British jazz double bassist (born 1988)

Tim Thornton (born 1988) is a double bassist based in London, UK, and a regular performer on the British jazz scene. He is the leader of the Tim Thornton Quartet.

==Early life and education==
Thornton is the son of Neal Thornton (pianist/composer) and Sally Burgess (Mezzo Soprano/Director). He is a graduate of Birmingham Conservatoire.

==Career==
During his years as a bassist, Thornton has performed live with many musicians, including Stan Sulzmann, Eric Alexander, Jim Mullen, Guy Barker, Sir Willard White, Gary Husband, Nigel Hitchcock, Alex Garnett, Anita Wardell, Stan Tracey, Liam Noble, Steve Brown, and Tom Cawley.

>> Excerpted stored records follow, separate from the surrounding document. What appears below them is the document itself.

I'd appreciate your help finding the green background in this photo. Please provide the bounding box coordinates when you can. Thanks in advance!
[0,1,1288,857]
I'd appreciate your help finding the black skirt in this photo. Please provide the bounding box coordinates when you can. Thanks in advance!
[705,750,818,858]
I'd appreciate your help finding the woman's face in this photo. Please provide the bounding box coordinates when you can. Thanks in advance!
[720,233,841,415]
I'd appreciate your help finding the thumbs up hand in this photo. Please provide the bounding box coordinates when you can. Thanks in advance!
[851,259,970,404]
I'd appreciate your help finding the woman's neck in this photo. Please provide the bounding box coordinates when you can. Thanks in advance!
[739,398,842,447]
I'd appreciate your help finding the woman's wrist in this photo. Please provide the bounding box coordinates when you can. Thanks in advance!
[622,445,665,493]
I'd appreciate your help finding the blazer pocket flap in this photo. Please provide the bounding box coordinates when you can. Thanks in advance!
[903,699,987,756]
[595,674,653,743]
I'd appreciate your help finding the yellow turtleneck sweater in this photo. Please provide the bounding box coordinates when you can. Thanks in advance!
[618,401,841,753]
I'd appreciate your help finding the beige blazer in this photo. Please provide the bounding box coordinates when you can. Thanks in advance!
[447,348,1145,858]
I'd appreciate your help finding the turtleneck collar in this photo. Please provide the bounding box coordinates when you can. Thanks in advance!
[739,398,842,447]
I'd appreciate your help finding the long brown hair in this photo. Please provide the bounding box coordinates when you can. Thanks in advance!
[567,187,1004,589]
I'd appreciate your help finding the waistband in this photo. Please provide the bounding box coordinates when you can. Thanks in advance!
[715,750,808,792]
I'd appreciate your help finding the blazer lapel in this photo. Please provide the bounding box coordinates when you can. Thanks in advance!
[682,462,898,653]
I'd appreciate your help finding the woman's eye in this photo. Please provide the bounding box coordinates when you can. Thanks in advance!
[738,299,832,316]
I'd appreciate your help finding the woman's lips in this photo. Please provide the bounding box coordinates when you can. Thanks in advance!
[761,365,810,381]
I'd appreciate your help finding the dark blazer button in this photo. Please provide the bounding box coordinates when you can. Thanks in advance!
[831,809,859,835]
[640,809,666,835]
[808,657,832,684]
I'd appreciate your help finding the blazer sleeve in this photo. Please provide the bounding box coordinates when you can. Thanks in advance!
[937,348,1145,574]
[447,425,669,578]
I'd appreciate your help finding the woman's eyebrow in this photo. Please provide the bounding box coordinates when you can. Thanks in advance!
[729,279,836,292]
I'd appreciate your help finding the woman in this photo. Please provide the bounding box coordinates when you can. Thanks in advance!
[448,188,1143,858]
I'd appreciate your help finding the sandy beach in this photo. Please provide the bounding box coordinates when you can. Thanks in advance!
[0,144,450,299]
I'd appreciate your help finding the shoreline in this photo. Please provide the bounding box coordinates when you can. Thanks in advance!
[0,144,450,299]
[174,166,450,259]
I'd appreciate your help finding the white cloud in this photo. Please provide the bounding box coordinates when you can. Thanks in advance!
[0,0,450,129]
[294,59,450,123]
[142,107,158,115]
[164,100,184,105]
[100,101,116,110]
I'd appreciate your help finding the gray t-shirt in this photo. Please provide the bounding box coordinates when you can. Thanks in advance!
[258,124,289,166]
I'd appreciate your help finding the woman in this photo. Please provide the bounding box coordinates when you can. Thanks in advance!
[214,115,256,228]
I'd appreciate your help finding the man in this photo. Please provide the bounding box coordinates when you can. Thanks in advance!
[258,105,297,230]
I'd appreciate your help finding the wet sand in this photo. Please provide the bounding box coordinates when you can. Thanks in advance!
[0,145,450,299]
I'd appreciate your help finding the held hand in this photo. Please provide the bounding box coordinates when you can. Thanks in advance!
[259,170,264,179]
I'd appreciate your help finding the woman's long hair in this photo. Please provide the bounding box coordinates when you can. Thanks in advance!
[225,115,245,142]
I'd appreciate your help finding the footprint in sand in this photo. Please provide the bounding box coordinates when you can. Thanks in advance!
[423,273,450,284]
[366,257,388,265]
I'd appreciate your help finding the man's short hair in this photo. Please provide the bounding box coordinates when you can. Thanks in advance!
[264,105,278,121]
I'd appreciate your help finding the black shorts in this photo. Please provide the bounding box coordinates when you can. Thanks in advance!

He is a regular member of the Ronnie Scott's Allstars led by James Pearson and also performs and has recorded with many different groups including the Steve Fishwick Quintet, Emma Smith Quintet, Brandon Allen Quartet, Tim Lapthorne Trio, Dave O’Higgins Quartet, Ivo Neame Quintet, Joe Pisto Quartet (Italy), and Sector 7.

Thornton is part of the Julian Bliss Septet, and in 2014 joined them on their Miles Davis Tribute Tour.

Thornton fronts his own band, the Tim Thornton Quartet. The group's debut album 'New Kid' (SEHSO05) features Thornton's childhood friend Chris Draper, Dave O’Higgins, Steve Fishwick, Ross Stanley, Grant Windsor, and Dave Hamblett performing a mixture of original music and arrangements.

Between tours in the UK and frequent international performances, In 2014 Thornton plays in London at venues such as Ronnie Scott's, Pizza Express Jazz Club, or the 606 Club.